Niech pada deszcz, niech pada. Nie będę tak samotna.
- A może jednak usiądziesz, albo chociaż przyjmiesz moje przeprosiny i wyjdziemy stąd? – Zachowywał się co najmniej dziwnie. Mimowolnie zastanawiam się, gdzie jest teraz Lily. Patrzę na niego, nie rozumiejąc, p czym mówi – jak gdyby kłamał, chociaż przecież wiem, ze wcale o tym nie myślę. Uśmiecham się, choć nie wiem dlaczego.
- To może usiądę, bo źle na ciebie działam dzisiaj…
- Nie rozumiem, o co ci chodzi. – Cóż, ja też nie rozumiałam, czemu nagle się zaczerwienił.
- Nie czarujmy się… Podobam ci się… – To miał być tylko żart, a on wziął to na poważnie.
- Przecież ty jesteś tylko Meadowes alias Ponurak…
- Jesteś tego pewny? – Podeszłam jeszcze bliżej.
- A więc uważasz, że nie jesteś… Meadowes?
- Oj, Syriusz… Jesteś taki naiwny. – Szepnęłam tuż przy jego uchu. Po czym jednym ruchem chwyciłam różdżkę i klucz.
- Przebiegła jesteś… Ale cieszę się, że zamknąłem nas tu na te parę godzin… Przez małą chwilę miałem okazję patrzeć na twój piękny uśmiech, którego świat już dawno nie widział… Mam tylko jedno pytanie; przeprosiny przyjęte?

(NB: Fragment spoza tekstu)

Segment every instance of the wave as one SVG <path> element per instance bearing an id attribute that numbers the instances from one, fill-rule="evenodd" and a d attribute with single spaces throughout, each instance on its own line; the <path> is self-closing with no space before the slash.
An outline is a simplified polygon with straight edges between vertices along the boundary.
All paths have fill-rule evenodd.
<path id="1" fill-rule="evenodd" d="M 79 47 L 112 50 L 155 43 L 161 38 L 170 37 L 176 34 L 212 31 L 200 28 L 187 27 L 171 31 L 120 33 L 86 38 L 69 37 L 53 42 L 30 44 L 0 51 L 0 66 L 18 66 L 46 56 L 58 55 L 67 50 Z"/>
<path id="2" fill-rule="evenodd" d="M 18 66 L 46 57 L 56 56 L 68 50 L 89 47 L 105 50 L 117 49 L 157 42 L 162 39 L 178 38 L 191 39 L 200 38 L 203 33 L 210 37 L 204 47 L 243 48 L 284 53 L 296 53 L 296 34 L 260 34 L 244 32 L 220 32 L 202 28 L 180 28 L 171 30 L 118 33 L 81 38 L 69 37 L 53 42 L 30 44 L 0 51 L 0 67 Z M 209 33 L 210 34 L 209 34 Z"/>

- Parę godzin?! Ja cię zabiję. Mój szlaban! – Biegiem skierowałam się ku drzwiom.
- Stój! – Drzwi zatrzasnęły mi się przed nosem. – Co z moimi przeprosinami? Ostały przyjęte?
- Jesteś najbardziej wredną kanalią, jaką świat widział. Wybij to sobie z tej czarnowłosej główki. A klucz zabieram… Rano pewnie zaczną cię szukać. – Szarpnął mnie za ramię. Przyciągnął do siebie… Widziałam coś w jego oczach, chociaż nie potrafię powiedzieć, co dokładnie. Ciepły oddech opadał na mój policzek tworząc prawdziwą katastrofę gwiazd – mój własny Wszechświat zaczynała się buntować, meteoryty spadały na planetę wraz ze mną, ale jestem już gdzieś dalej w przestrzeni z nim… I nikt nas nie widział – choć teleskopy swoim wzrokiem przecinają niebo – i doskonale wiem, że zatapiając się w niebie tracę grunt pod nogami, a na którym przyszło mi żyć do tej pory. To nie ważne. Tylko on i ja. Tylko nasz zapach, tylko nasza wyobraźnia, tylko jego dłonie i moje oczy.
To tylko chwilowa zamieć na moje oczy... Dlaczego więc widziałam jego spojrzenie tak wyraźnie? Tak obca, jak... To źle.
- Do zobaczenia Dori… – Z uśmiechem na twarzy odszedł korytarzem z kluczem w kieszeni.
    Nie pamiętam, jak wróciłam do dormitorium. Rzuciłam się na łóżko, które zaskrzypiało cicho jak mruczący kot. Właśnie Miłość usiadła mi przy ramieniu.
- O czym myślisz? – zapytała szeptem Jenny. Uśmiechnęłam się do siebie znów; bardziej swobodnie. Patrzyłam w gwiazdy za oknem. Te same, które wirowały, gdy spadały meteoryty. Moje oczy były rozświetlone, jak Gwiazda Poranna – niech pada kochany, niech się dzieje co chce… I tak b ę d z i e m y naprawdę. W innym wszechświecie.
- O tym, że najważniejsze w życiu to to, żeby gonić uciekające motyle…
    To wszystko nie powinno się zdarzyć… Między "powinno", a "musiało" jest wieczna, bezdenna przepaść.